Still trying to find a birth control method that works for you? Birth control isn’t one-size-fits-all – if you’ve had your share of trial and error and haven’t tried IUDs before, you may want to read further. Maybe you’ve tried birth control pills and they haven’t worked well for you for any number of reasons, or you’re just looking into a long-term option. Birth control pills are one of the most common and popular methods of birth control. There are tons of pros: it’s easy to take a pill, and can result in cool benefits: clearer skin, a lighter period, or even no period at all just to name a few. “The pill” is a hormonal form of birth control, which some people are sensitive too – perhaps you experienced positive effects while on birth control, but felt completely out of whack and “off” after coming off the pill. An IUD (Intrauterine Device) makes it possible to stop filling prescriptions each month – in fact, once it’s in you can general forget about it for 5 – 12 years. Best of all, they’re the most effective method of birth control out there right now – they’re more than 99% effective. And, you’re protected 24/7. You can’t forget to take it like a pill, but you can pretty much forget about it once it’s in. If IUDs are so effective, why aren’t they as popular as other methods? It boils down to less discussion overall (compared to pills or condoms), and worry about the insertion process.
Here’s what you need to know:
Types of IUDs:
- Copper (commonly known as Paraguard)
Copper IUDs play double duty, because they serve as a birth control method and an emergency contraceptive – they’re actually more effective than the “morning-after pill. They last up to 12 years, and are a great hormone free option. However, they can cause heavier periods and spotting for the first months after insertion.

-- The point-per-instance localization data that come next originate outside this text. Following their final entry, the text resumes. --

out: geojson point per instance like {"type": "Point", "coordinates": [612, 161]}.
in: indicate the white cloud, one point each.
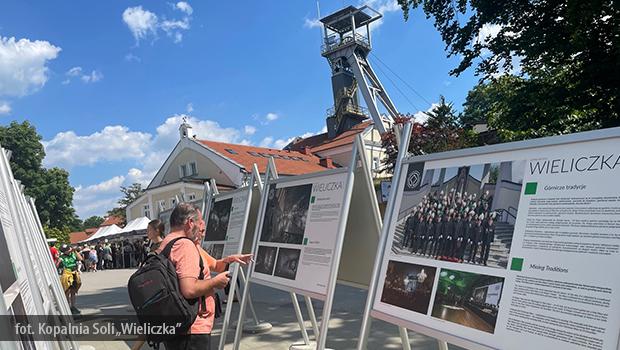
{"type": "Point", "coordinates": [312, 23]}
{"type": "Point", "coordinates": [23, 65]}
{"type": "Point", "coordinates": [5, 108]}
{"type": "Point", "coordinates": [74, 72]}
{"type": "Point", "coordinates": [249, 130]}
{"type": "Point", "coordinates": [185, 7]}
{"type": "Point", "coordinates": [97, 199]}
{"type": "Point", "coordinates": [118, 143]}
{"type": "Point", "coordinates": [91, 77]}
{"type": "Point", "coordinates": [141, 23]}
{"type": "Point", "coordinates": [132, 58]}
{"type": "Point", "coordinates": [383, 7]}
{"type": "Point", "coordinates": [113, 143]}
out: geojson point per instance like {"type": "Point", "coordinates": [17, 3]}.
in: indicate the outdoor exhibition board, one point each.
{"type": "Point", "coordinates": [511, 246]}
{"type": "Point", "coordinates": [29, 281]}
{"type": "Point", "coordinates": [298, 233]}
{"type": "Point", "coordinates": [306, 239]}
{"type": "Point", "coordinates": [227, 218]}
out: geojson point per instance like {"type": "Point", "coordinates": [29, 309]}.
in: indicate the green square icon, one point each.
{"type": "Point", "coordinates": [517, 264]}
{"type": "Point", "coordinates": [530, 188]}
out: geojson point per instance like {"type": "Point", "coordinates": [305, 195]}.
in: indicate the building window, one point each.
{"type": "Point", "coordinates": [376, 163]}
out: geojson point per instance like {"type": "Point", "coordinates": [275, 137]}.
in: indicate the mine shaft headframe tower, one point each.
{"type": "Point", "coordinates": [346, 45]}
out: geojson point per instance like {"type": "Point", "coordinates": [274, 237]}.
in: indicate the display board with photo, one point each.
{"type": "Point", "coordinates": [225, 223]}
{"type": "Point", "coordinates": [460, 214]}
{"type": "Point", "coordinates": [469, 299]}
{"type": "Point", "coordinates": [298, 234]}
{"type": "Point", "coordinates": [286, 214]}
{"type": "Point", "coordinates": [517, 234]}
{"type": "Point", "coordinates": [219, 217]}
{"type": "Point", "coordinates": [408, 286]}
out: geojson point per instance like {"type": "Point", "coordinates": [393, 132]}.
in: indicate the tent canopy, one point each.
{"type": "Point", "coordinates": [102, 232]}
{"type": "Point", "coordinates": [137, 224]}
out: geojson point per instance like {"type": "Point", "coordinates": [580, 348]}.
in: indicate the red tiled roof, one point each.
{"type": "Point", "coordinates": [112, 220]}
{"type": "Point", "coordinates": [76, 237]}
{"type": "Point", "coordinates": [320, 142]}
{"type": "Point", "coordinates": [287, 162]}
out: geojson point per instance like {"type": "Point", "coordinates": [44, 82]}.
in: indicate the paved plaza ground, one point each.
{"type": "Point", "coordinates": [106, 292]}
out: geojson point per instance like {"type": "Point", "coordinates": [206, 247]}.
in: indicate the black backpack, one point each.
{"type": "Point", "coordinates": [155, 295]}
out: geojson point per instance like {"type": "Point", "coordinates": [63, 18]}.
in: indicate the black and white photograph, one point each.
{"type": "Point", "coordinates": [286, 214]}
{"type": "Point", "coordinates": [408, 286]}
{"type": "Point", "coordinates": [219, 216]}
{"type": "Point", "coordinates": [469, 299]}
{"type": "Point", "coordinates": [215, 250]}
{"type": "Point", "coordinates": [288, 262]}
{"type": "Point", "coordinates": [461, 214]}
{"type": "Point", "coordinates": [265, 259]}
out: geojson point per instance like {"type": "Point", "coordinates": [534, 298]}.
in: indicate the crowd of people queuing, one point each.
{"type": "Point", "coordinates": [451, 226]}
{"type": "Point", "coordinates": [72, 260]}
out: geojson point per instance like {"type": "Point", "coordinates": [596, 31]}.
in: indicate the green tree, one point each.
{"type": "Point", "coordinates": [566, 55]}
{"type": "Point", "coordinates": [27, 152]}
{"type": "Point", "coordinates": [49, 187]}
{"type": "Point", "coordinates": [440, 132]}
{"type": "Point", "coordinates": [130, 194]}
{"type": "Point", "coordinates": [93, 221]}
{"type": "Point", "coordinates": [62, 235]}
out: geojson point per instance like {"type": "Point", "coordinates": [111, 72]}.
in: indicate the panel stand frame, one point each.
{"type": "Point", "coordinates": [405, 137]}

- Hormonal (commonly known as Mirena)
Hormonal IUDs last 3-5 years after insertion. They come with benefits like lighter periods or no periods at all. You may experience light spotting. If you don’t experience adverse effects from hormonal birth control, but want something you don’t have to worry about every day, this could be a great option!

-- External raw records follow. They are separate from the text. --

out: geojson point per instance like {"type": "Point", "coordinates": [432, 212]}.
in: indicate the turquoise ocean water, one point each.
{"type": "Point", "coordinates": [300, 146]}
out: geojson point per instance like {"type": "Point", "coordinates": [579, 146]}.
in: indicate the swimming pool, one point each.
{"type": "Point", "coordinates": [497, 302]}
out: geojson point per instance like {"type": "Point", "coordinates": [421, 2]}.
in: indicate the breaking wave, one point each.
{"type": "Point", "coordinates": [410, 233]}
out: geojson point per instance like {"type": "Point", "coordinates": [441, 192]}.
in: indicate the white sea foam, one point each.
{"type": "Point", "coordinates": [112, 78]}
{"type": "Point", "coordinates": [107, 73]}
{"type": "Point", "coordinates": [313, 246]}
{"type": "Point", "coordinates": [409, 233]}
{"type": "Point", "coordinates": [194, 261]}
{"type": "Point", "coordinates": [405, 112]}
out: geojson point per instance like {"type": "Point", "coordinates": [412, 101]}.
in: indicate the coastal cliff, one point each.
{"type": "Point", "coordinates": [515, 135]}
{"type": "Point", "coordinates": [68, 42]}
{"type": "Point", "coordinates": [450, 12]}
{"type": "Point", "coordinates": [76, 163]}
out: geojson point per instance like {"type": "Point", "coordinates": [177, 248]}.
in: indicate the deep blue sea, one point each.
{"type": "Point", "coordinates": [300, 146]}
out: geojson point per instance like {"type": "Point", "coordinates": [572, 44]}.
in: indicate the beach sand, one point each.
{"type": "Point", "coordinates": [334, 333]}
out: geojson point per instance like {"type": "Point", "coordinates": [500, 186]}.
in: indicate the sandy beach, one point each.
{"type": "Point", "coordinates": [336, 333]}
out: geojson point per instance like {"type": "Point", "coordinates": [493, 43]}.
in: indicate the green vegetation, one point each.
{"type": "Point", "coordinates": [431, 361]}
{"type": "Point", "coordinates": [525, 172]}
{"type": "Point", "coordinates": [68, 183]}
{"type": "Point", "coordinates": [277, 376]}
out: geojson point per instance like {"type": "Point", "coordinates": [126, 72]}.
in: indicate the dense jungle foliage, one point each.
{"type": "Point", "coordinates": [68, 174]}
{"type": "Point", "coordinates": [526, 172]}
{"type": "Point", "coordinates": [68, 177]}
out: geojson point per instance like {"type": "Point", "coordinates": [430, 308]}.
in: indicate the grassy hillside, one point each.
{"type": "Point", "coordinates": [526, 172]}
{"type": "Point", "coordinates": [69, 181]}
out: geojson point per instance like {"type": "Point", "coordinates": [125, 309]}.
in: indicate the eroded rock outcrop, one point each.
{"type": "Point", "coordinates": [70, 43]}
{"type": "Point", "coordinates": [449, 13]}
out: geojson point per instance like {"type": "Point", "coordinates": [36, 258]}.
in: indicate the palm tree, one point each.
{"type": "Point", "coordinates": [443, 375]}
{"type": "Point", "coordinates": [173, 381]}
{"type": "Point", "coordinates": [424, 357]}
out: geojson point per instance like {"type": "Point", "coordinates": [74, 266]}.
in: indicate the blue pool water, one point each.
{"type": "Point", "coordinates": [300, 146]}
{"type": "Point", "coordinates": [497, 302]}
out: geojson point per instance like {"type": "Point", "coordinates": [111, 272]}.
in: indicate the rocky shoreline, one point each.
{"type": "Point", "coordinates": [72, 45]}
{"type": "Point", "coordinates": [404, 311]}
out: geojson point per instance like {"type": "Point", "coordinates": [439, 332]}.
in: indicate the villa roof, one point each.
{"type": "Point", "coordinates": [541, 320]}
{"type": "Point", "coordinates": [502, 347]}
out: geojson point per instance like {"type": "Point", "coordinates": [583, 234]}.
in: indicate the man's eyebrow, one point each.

So, what is the insertion process all about?
- The IUD is inserted through the opening of your cervix and into your uterus (Planned Parenthood, 2017).

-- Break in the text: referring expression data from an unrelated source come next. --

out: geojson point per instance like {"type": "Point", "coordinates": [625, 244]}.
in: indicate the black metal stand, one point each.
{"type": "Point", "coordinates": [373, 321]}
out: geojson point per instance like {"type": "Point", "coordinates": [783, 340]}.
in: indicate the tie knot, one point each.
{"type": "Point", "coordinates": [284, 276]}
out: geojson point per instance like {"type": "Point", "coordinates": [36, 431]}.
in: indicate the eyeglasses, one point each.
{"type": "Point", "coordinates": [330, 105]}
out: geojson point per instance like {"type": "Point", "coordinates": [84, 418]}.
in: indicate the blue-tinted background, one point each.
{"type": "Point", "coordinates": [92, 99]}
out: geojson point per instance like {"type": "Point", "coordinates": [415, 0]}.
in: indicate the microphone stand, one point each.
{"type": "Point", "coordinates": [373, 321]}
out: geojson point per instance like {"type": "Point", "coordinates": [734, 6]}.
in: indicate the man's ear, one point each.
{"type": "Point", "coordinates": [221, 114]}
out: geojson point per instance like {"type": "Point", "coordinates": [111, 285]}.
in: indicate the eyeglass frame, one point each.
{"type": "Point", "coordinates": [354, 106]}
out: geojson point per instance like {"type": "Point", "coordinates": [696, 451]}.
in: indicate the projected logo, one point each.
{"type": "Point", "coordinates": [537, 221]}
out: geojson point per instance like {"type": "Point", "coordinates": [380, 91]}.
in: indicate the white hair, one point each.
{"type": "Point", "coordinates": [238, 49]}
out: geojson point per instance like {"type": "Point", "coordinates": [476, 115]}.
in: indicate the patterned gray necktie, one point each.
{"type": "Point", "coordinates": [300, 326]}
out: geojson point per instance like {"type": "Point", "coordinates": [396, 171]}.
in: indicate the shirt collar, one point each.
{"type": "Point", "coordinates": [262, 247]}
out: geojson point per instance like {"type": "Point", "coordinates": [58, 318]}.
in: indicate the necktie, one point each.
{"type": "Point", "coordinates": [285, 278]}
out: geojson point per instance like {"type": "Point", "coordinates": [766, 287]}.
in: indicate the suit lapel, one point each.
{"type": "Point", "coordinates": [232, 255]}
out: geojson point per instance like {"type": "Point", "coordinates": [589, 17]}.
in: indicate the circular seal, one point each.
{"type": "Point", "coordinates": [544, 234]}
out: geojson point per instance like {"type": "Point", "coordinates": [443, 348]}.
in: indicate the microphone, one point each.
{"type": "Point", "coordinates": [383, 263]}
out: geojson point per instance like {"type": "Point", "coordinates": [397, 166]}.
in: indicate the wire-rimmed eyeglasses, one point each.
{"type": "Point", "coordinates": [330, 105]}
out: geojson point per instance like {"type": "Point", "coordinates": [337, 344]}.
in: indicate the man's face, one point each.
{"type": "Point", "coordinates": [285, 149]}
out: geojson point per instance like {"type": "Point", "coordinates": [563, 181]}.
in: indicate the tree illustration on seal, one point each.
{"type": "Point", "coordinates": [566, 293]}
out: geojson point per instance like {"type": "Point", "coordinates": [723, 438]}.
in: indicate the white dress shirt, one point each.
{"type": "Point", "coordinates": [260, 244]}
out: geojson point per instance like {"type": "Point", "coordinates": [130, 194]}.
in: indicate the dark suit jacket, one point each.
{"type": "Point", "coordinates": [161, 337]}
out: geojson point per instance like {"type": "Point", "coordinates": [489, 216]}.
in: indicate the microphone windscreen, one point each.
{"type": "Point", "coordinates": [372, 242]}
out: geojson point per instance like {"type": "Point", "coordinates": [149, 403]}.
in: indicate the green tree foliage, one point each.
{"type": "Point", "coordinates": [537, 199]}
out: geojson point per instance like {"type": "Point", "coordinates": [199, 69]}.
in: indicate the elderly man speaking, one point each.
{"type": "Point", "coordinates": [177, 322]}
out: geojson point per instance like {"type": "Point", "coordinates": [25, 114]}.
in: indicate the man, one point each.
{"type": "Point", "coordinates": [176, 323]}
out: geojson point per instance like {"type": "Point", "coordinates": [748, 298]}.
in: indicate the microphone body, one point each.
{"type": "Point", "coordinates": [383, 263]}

- The insertion process is different for everyone: sometimes googling everything can do more harm than better, because everyone has a different body and experience
- In general, doctors recommend taking 2 Advil an hour before your appointment
- The insertion should feel no more painful than your strongest period cramp, or similar to the pinching feeling of getting an immunization shot
There are pros and cons to weigh when it comes to deciding if IUDs are for you. The only part of the IUD you should be able to feel is the little string you’ll check each month – this lets you know the IUD is still in place. Intercourse-wise, your partner should not be able to feel your IUD, because it’s all the way in your uterus! The chance of the IUD falling out is very, very low. If you change your mind, the removal process is very simple. If you decide to try for pregnancy, you’ll be able to try immediately after removal; IUDs don’t affect your fertility.